Présentation du numéro

Certes toute cure psychanalytique se termine un jour, que ce soit, au pire, par une rupture ou le départ – voire la disparition – de l’un ou l’autre des deux protagonistes de l’aventure. Mais le plus souvent un certain état du patient et une certaine façon de penser de l’analyste conduisent ceux-ci à décider de la fin des séances. Pourtant toutes ces analyses ne se sont pas « terminées » en ce sens qu’une fin naturelle, aboutissement d’un processus fécond, ne semble pas s’être développée. Une telle fin ne préjuge pas cependant de la poursuite d’une évolution autonome qui peut aboutir à une « terminaison » en après-coup… Beaucoup d’analyses seraient ainsi terminables bien qu’interminées, et on peut se demander si le but essentiel du déroulement d’une cure n’est pas précisément de rendre celle-ci « terminable » fût-ce a posteriori.

Mais quels sont les éléments qui peuvent laisser penser qu’une analyse est ou sera « terminable » ? On peut envisager évidemment des éléments « positifs » ; par exemple le développement des associations libres, l’accueil fait aux interprétations de l’analyste et le sort processuel qui leur est donné par le patient ; en particulier l’analyse du transfert négatif. Mais on en arrive vite à un inventaire qui recense plus des buts souhaitables, idéaux, ou des « critères » de fin d’analyse.

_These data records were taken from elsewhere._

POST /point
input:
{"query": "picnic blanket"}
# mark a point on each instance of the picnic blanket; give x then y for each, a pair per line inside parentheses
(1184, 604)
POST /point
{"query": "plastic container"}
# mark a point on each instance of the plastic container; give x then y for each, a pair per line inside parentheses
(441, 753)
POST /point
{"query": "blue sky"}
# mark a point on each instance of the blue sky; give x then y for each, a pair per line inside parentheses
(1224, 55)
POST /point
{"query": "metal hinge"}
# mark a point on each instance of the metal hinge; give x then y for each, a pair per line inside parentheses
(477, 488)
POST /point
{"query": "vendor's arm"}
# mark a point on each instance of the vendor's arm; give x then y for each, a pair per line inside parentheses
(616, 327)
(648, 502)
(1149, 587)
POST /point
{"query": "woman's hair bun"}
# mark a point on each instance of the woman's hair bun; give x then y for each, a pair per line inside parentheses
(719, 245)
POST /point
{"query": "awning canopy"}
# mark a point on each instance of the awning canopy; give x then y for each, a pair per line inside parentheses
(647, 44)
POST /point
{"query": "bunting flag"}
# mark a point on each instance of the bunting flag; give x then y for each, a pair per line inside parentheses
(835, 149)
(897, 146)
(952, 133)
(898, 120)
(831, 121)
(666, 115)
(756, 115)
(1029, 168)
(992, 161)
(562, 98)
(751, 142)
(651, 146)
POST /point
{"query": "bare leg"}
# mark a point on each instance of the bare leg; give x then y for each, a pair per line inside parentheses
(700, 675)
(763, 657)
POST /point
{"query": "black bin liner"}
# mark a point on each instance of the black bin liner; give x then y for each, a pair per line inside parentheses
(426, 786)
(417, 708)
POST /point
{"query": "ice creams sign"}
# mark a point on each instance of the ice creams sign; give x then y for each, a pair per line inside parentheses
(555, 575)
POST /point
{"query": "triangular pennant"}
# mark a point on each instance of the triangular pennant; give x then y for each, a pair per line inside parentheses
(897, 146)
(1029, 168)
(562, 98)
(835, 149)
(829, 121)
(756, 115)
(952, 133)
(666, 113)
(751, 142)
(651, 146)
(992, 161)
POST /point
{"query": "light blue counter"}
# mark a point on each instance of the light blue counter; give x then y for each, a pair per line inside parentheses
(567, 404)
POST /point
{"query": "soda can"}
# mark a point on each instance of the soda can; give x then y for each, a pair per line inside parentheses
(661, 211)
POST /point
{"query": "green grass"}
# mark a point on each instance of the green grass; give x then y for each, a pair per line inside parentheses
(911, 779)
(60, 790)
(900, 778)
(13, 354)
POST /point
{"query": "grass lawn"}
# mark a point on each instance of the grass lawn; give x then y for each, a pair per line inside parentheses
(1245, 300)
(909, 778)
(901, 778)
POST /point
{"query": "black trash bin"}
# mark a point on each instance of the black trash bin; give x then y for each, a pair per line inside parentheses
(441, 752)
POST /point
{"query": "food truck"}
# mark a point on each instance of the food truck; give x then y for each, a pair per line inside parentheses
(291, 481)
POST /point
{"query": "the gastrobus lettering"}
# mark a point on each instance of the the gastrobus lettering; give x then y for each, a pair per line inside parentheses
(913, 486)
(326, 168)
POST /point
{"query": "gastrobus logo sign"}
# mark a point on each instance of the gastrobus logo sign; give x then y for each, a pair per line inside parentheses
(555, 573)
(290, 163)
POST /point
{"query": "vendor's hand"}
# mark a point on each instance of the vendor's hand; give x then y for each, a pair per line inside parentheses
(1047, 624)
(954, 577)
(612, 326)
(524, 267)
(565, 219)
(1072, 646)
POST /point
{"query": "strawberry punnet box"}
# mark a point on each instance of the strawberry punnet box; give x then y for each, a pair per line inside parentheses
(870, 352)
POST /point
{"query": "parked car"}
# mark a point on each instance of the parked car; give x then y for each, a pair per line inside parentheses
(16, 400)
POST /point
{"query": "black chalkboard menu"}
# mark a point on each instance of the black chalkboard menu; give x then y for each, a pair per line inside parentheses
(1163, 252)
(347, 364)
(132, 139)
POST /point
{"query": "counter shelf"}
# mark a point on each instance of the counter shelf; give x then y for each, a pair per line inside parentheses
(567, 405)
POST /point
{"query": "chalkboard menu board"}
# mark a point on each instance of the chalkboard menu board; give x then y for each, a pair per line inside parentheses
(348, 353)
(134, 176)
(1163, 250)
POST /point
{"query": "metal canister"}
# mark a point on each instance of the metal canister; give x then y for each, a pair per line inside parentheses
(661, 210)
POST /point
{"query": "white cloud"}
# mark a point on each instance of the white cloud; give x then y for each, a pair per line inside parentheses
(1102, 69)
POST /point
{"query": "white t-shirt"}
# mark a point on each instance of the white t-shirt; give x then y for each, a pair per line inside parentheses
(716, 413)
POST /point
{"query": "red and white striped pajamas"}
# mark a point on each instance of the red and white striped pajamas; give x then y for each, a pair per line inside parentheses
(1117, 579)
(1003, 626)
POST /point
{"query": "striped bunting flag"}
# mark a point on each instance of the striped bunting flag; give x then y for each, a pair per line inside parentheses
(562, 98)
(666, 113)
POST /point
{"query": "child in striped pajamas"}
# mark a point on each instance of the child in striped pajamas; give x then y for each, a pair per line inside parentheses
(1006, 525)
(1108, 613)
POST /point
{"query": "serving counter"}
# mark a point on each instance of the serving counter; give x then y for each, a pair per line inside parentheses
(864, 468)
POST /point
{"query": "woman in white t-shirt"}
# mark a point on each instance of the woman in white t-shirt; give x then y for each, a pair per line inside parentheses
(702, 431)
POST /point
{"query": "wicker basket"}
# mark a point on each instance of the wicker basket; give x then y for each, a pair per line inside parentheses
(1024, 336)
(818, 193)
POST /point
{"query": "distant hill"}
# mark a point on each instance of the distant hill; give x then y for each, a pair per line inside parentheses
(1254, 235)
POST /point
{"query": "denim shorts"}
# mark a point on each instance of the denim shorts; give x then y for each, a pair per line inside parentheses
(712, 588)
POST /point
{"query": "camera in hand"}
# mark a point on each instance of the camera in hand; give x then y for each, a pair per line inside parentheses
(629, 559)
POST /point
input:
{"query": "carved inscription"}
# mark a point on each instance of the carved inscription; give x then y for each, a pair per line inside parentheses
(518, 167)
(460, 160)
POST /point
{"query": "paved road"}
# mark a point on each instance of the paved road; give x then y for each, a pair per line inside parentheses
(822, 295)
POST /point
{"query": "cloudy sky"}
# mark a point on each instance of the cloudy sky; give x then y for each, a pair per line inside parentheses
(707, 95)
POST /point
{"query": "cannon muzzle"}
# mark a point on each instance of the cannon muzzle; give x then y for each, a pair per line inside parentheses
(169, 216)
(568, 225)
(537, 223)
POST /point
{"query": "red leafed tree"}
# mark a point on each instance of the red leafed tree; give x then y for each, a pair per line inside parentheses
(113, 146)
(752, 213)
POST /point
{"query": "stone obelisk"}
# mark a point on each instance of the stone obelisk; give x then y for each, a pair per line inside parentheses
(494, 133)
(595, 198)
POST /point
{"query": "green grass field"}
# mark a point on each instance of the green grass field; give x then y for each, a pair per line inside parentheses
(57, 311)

Pour Freud : « Au lieu de rechercher comment se produit la guérison par l’analyse … il faudrait poser [à l’analyste] la question ainsi : quels sont les obstacles qui s’opposent à la guérison par la psychanalyse » (Freud, 1937c/1985). Le caractère terminable d’une analyse serait alors lié à la levée des principaux obstacles à son développement. Mais lorsque Freud met en avant l’idée que la « force pulsionnelle constitutionnelle et la modification défavorable du moi, acquise dans la lutte défensive, au sens d’une dislocation et d’une restriction, sont des facteurs défavorables à l’action de l’analyse et qui peuvent prolonger sa durée dans une impossible conclusion » (Freud, ibid.), on est gagné par le pessimisme, car dislocation et restriction du moi semblent des éléments a priori peumalléables ;l’analyse des résistances, leur variété et leurs résurgences sous différentes formes, offre des perspectives plus optimistes puisqu’il est des résistances analysables…

Mais il est clair que pour qu’une analyse soit terminable il faut qu’elle ait commencé. Jean-Luc Donnet a bien montré la disjonction radicale entre le début manifeste de la succession des séances et le début du processus analytique qui peut précéder de beaucoup le contact avec le divan ou apparaître alors que le protocole de l’analyse est déjà installé (Donnet, 1998). C’est évidemment le début processuel qui compte et peut annoncer une fin possible, début processuel qu’il faut servir, mais il est des attitudes contre-transférentielles qui sont de nature à en stériliser les promesses. À l’inverse, selon le mot de Michel Neyraut, il peut y avoir des analyses interminables d’emblée (cité par Donnet, ibid.).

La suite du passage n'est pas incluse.